KC Fed President doesn't believe inflation is here to stay

Posted Nov 19, 2021 10:19 PM
Kansas City Federal Reserve President Esther George speaks at the St. Joseph Chamber of Commerce Economic Summit/Photo by Brent Martin
Kansas City Federal Reserve President Esther George speaks at the St. Joseph Chamber of Commerce Economic Summit/Photo by Brent Martin

By BRENT MARTIN

St. Joseph Post

The president of the Kansas City Federal Reserve Bank tells a St. Joseph audience she doesn’t believe inflation is here to stay.

But, Esther George says the Federal Reserve cannot become complacent and must act to help right an economy still trying to emerge from the coronavirus pandemic.

George was the keynote speaker at the St. Joseph Chamber of Commerce Economic Summit held on the Missouri Western State University campus. George says the pandemic and our reaction to the pandemic threw the economy out of balance.

“We have an economy where demand is outstripping supply today and you all know from your basic Econ 101 when that happens you get rising prices,” George says.

George characterizes the current economy as “tight,” a vast improvement over the freefall it went into at the beginning of the coronavirus pandemic. The federal government pumped trillions of dollars into the economy, fighting COVID-19 as well as helping to shore up businesses rocked by the shutdowns of March 2020 and individuals left without work.

George expects the economy to return to its pre-pandemic level, eventually.

“The reason is those fiscal checks have gone out the door,” George explains. “Last year, the PPP money has been dispersed and just the math is that that money is gone. We will begin to see a step down in some of that demand.”

The pandemic threw the economy out of balance as well, shifting spending away from services and toward goods.

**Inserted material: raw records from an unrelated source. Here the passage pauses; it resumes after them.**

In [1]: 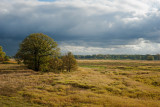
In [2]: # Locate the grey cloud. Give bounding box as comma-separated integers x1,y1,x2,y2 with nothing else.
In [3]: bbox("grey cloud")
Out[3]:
0,0,160,55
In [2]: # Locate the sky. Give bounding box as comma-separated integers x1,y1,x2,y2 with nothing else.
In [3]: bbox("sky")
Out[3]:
0,0,160,55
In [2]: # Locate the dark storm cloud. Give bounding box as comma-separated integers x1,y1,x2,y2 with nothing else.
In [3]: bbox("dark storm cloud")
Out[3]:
0,0,160,55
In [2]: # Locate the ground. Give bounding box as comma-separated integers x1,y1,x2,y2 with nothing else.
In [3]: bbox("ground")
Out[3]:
0,60,160,107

“People quit doing things like traveling. They quit going to restaurants,” George says.  “They quit engaging in the kinds of services that were so prominent and they began to sit behind their computers and starter buying stuff or going to Lowe’s or Home Depot and buying things that would help remodel their homes.”

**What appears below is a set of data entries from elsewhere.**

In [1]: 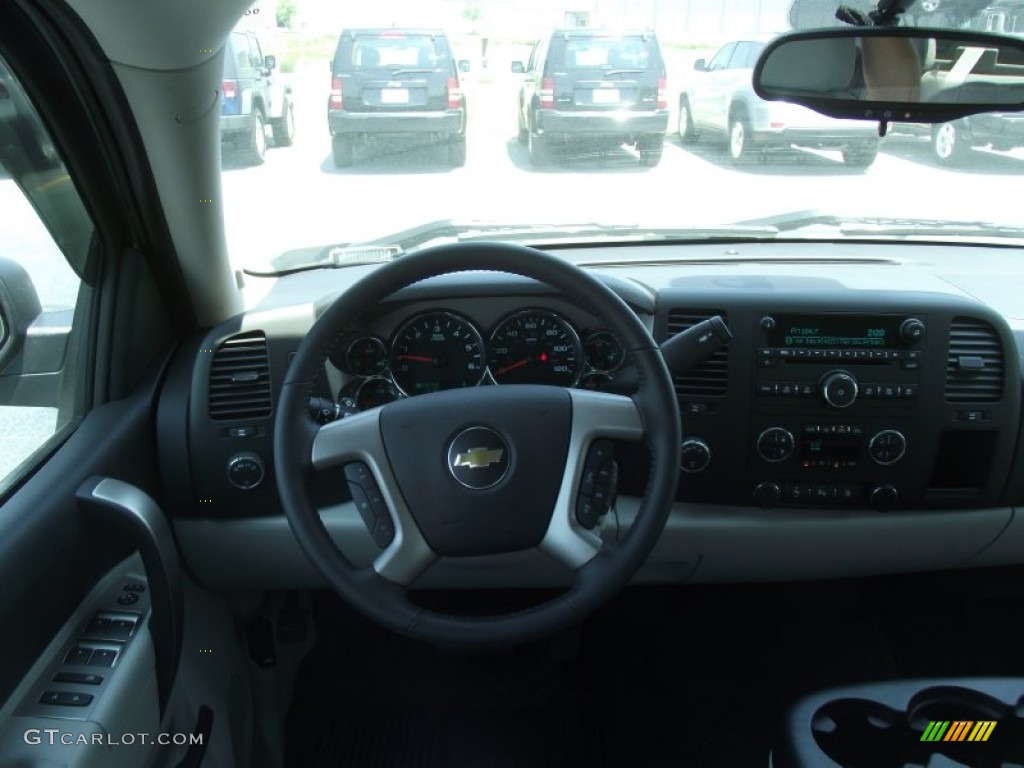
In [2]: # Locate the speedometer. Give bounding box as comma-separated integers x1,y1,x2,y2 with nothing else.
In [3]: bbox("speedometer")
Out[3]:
487,309,582,387
391,312,483,395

A big question looms over the recovering economy:  is inflation a temporary or more permanent concern?

George believes the 6% inflation rate which the country hasn’t seen for years is a product of the ongoing effects of the pandemic and the slow recovery from the deep recession it caused. The supply chain problems, the tight labor market, the reluctance to return to leisure spending all contribute.

George suggests the current spike in inflation will not last. But, she does believe it could get out of hand if the Federal Reserve doesn’t act promptly.

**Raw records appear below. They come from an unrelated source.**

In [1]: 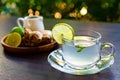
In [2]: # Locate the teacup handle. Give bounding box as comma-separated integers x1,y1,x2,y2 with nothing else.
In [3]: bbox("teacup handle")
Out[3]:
101,43,115,58
17,18,24,27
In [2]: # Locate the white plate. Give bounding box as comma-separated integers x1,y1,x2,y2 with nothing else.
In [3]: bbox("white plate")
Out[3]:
48,49,114,75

“Once the public begins to believe that inflation is there and that prices tomorrow will be higher than they are today, it’s sets expectations in motion for higher inflation,” according to George. “And, right now we see that in many surveys that consumers are beginning to say I think inflation is going to be here for three years.”

George says inflation pressures should ease once buying patterns return to pre-pandemic levels. She says the tight labor market would be helped by an increase in day care access which would allow women to return to the workforce.